The bottom floor was covered in heavy dark red carpet and the interior design was a bit nontraditional. Folding chairs were also set up in a way that seemed more appropriate for an audience than a family gathering.
Looking further inside they spotted a casket holder.
That’s when they realized they hadn’t bought a single-family home. They had bought a funeral home. The “Smith Funeral Home” plastic sign confirmed it, though no relation to their own family.
They discovered a sample tombstone, a baby’s casket and a very large, very heavy fixture with a lever underneath. It was an embalming table.
Added bonus gift: all the tools used with it.
At this point, most people would have either quickly disposed of everything or put the house back on the market, but Harry saw an opportunity. Because the home was listed on the historic registry, one requirement was that it be open to the public one day a year for touring.
Surely those people would get thirsty exploring such a big house. Why not put the embalming table to use? Why not make it…a bar top?
“You can come have a drink on an embalming table,” Harry exclaimed.
That little project is still a work in progress. For now, it sits proudly in the future living room and stood in as a buffet bar for Nancy’s recent 50th birthday party.
Another discovery awaited them as they were clearing out the inside.
Inside a dusty filing cabinet, they found old documents and other relics of the funeral home’s run from 1933 to 2008. There were also two plastic containers inside.
“I’m like ‘Oh! What is this? Grout?'” Harry remembered. “I pulled it out and there’s a metal tag and it’s stamped ‘Jordan Crematorium.’ Oh – ashes.”
The cremated remains of two people were now a part of the Smith’s new home.

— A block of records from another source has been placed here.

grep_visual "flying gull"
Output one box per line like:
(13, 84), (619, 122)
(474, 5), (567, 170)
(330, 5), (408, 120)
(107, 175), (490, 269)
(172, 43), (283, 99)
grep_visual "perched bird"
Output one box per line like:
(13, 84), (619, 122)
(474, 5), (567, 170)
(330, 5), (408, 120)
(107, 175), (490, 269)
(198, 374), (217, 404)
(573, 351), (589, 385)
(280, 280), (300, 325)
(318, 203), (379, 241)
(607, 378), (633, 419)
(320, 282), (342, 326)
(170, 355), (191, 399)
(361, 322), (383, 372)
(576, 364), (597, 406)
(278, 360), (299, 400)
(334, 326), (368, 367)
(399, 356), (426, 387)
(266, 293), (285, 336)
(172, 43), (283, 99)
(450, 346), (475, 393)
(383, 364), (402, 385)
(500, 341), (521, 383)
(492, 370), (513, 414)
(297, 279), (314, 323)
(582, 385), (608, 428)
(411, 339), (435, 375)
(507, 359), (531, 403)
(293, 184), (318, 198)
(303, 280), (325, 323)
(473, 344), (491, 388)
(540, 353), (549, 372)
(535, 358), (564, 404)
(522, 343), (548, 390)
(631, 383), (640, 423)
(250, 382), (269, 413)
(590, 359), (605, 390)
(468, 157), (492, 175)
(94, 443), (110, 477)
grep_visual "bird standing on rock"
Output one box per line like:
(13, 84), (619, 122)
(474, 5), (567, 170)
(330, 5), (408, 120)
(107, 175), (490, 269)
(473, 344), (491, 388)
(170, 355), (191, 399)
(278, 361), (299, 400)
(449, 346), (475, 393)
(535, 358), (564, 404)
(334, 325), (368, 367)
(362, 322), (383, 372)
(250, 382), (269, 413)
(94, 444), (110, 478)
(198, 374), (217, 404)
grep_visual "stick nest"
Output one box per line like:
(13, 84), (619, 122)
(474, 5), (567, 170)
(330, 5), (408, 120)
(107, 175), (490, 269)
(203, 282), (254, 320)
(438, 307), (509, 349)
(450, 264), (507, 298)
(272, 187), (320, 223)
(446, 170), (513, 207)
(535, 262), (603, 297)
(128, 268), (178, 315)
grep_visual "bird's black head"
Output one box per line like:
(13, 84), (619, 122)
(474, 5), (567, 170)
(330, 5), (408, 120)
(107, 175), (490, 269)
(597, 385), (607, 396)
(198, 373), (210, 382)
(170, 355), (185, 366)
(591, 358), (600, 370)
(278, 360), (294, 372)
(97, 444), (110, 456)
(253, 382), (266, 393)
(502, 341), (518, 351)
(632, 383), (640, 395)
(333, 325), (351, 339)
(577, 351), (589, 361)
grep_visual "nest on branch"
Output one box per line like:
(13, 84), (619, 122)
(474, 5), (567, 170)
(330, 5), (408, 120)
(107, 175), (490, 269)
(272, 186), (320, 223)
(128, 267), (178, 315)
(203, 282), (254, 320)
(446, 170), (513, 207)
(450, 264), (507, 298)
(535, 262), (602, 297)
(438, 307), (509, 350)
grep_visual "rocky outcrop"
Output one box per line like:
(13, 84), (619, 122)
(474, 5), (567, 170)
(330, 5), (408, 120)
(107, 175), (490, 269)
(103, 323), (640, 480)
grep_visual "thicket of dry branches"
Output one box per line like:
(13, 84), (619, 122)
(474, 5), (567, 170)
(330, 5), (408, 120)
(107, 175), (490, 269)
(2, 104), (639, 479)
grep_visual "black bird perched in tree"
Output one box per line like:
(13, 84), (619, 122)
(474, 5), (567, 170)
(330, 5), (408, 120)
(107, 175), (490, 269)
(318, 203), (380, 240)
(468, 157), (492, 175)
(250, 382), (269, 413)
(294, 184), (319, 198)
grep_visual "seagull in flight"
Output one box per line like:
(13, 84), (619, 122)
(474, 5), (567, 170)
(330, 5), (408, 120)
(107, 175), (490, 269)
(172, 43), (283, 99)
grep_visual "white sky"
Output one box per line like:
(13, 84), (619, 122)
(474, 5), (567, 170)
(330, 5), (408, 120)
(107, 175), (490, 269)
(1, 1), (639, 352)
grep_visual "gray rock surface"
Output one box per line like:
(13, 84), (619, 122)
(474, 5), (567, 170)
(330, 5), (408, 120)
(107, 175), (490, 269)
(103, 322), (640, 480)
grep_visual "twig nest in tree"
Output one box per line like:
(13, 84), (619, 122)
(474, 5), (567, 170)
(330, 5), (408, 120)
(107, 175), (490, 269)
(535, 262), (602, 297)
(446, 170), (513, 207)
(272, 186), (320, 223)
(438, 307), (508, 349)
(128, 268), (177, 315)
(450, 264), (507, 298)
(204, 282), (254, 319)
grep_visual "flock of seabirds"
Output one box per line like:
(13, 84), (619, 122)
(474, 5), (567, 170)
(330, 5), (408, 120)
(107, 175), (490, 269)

He wasn’t about to throw them out, even though they’d been abandoned for years. First, he tried to track down the crematorium. Maybe they had a record? But the business was long gone.
Then he called the Wilmington Police Department but they couldn’t take possession of the ashes.
Feeling a bit hopeless, he reached out to the North Carolina Board of Funeral Services.
“After six months of her researching she says, ‘You can send them up here and we’ll put them in a warehouse or you can keep them as yours – you bought them,'” Harry said.
It didn’t seem fair to ship the ashes off to stay forever in storage unit, so there was only one other option – have a funeral.
“We invited friends over and had a small service here,” said Harry. “We tongue-and-cheekily named them Ashton and Ashley.”
To the tune of Michael Jackson and Amazing Grace, “Ashton” and “Ashley” were put to peace and then, put into stone.
“We’re going to make two concrete crosses for the landscape and we’re going to take the serial numbers and put them on the cross,” explained Harry.
He wasn’t kidding. We were there when Harry fashioned two large wood molds, mixed the cement, and layered it with the ashes of each. He then took the medallion off each bag and set it into the drying mixture.
Once set, they’ll take up residence outside on the lawn. If the families ever come back to claim their relative, they’ll be able to take the entire stone.
Most people will think the Smith’s new lawn ornaments are creepy but the Smith’s think they’re a tale of caution.
“How do we prevent ourselves, me you and all of us from ending up that way?” Harry reflected. “How do you end up in a file cabinet, in a run down house and nobody misses you?”
No one believes the building is haunted, no one actually died there. Instead, it’s filled with years of family gatherings, something the Smith’s intend to keep up with among their own family. Once that unique landscaping is finished and the family embalming bar open for business.